Grès brun » Articles de l'Institut Brownstone » L’OMS et la réponse à la pandémie : les données probantes devraient-elles être importantes ?

L’OMS et la réponse à la pandémie : les données probantes devraient-elles être importantes ?

PARTAGER | IMPRIMER | E-MAIL

[Le PDF complet du rapport est disponible ci-dessous]

Les bases de l’élaboration de politiques

Toutes les interventions de santé publique ont des coûts et des avantages, et ceux-ci sont généralement soigneusement évalués sur la base des preuves issues d’interventions antérieures, complétées par l’opinion d’experts lorsque ces preuves sont limitées. Une telle évaluation minutieuse est particulièrement importante lorsque les effets négatifs des interventions comprennent des restrictions aux droits de l’homme et des conséquences à long terme sous forme d’appauvrissement. 

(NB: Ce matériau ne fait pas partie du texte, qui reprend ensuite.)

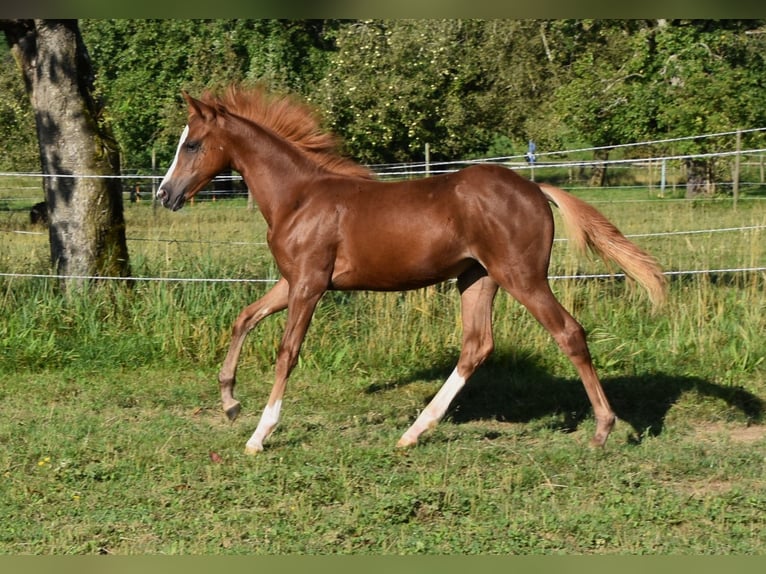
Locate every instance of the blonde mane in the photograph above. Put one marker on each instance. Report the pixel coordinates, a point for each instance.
(292, 120)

Les réponses aux pandémies en sont un exemple évident. Le monde vient de sortir de l’événement Covid-19, qui aurait dû fournir un excellent exemple, dans la mesure où de nouvelles interventions restrictives de grande ampleur ont été largement imposées aux populations, tandis que certains pays offrent de bons comparateurs en évitant la plupart de ces restrictions.

L'OMS appelle ces mesures mesures de santé publique et sociales (PHSM), en utilisant également le terme largement synonyme d'interventions non pharmaceutiques (NPI). Même si nous supposons que les pays continueront à jouir d’une pleine souveraineté sur leurs politiques nationales, les recommandations de l’OMS sont importantes, ne serait-ce qu’en raison de leur autorité épistémique ou de la définition des attentes. En 2021, l'OMS a établi un Groupe de travail PHSM qui développe actuellement un agenda de recherche sur les effets des MSSP. Dans le cadre de ce mandat, il est prévu que l’OMS réexamine rigoureusement ses recommandations sur les MSSP afin de refléter les leçons de la Covid-19. Ce processus devrait être achevé d’ici 2030. 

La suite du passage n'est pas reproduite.